In physical, as in financial growth, it's not what you make but what you keep that counts, USC marine biologists believe.
Their study of genes associated with growth in oysters suggests that slow-growing animals waste energy in two ways: by making too much of some protein building blocks and then by having to dispose of the excess.
Donal Manahan, director of the USC Wrigley Institute for Environmental Studies and the study's senior author, calls the inefficient process "metabolic taxation."
By contrast, fast-growing oysters make just enough and keep most of it, Manahan hypothesized.
The theory of metabolic taxation needs verification, but if proven correct, it would help to answer two basic questions:
Manahan compared metabolic taxation to a vehicle assembly plant with supply chain problems, where too many engines come in one day and not enough transmissions the next.
The vehicle assembly plant in the cell is the ribosome, which makes and assembles protein parts from genetic instructions.

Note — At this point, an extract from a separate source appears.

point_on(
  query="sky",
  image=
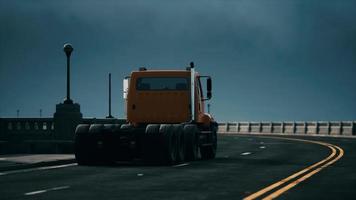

Manahan and co-author Eli Meyer -- his former graduate student at USC and now a postdoctoral fellow at the University of Texas, Austin -- identified 17 oyster genes related to the ribosome.
The expression of those genes was out of balance in slow-growing oysters, Meyer and Manahan observed. They suspect that the underlying problem is a lack of coordination in the production of protein parts.
Proteins are crucial to growth since they make up the bulk of an animal's muscles, organs and tissues.
A fast-growing oyster is simply "well-tuned," Manahan said.
"It's not just about quickness, it's about coordination. And that was a big surprise to me," Manahan said.
Meyer and Manahan also identified 17 more genes related to energy metabolism, feeding activity and other factors related to growth.
The 34 genes represent the most promising subset of 350 growth-related genes identified by Meyer, Manahan, his USC Wrigley Institute colleague Dennis Hedgecock and other researchers in a study published in 2007 in Proceedings of the National Academy of Sciences.
Manahan and Hedgecock's long-term goal is to identify the genes responsible for hybrid vigor: the ability of some children of crossbreeding to outgrow both parents.
Many plants have hybrid vigor. Seed companies exploited this property to increase corn yields many times over from the 1920s to the present. Manahan sees potential for growing more food from the ocean by studying the "seeds" of animal development -- the larval stages.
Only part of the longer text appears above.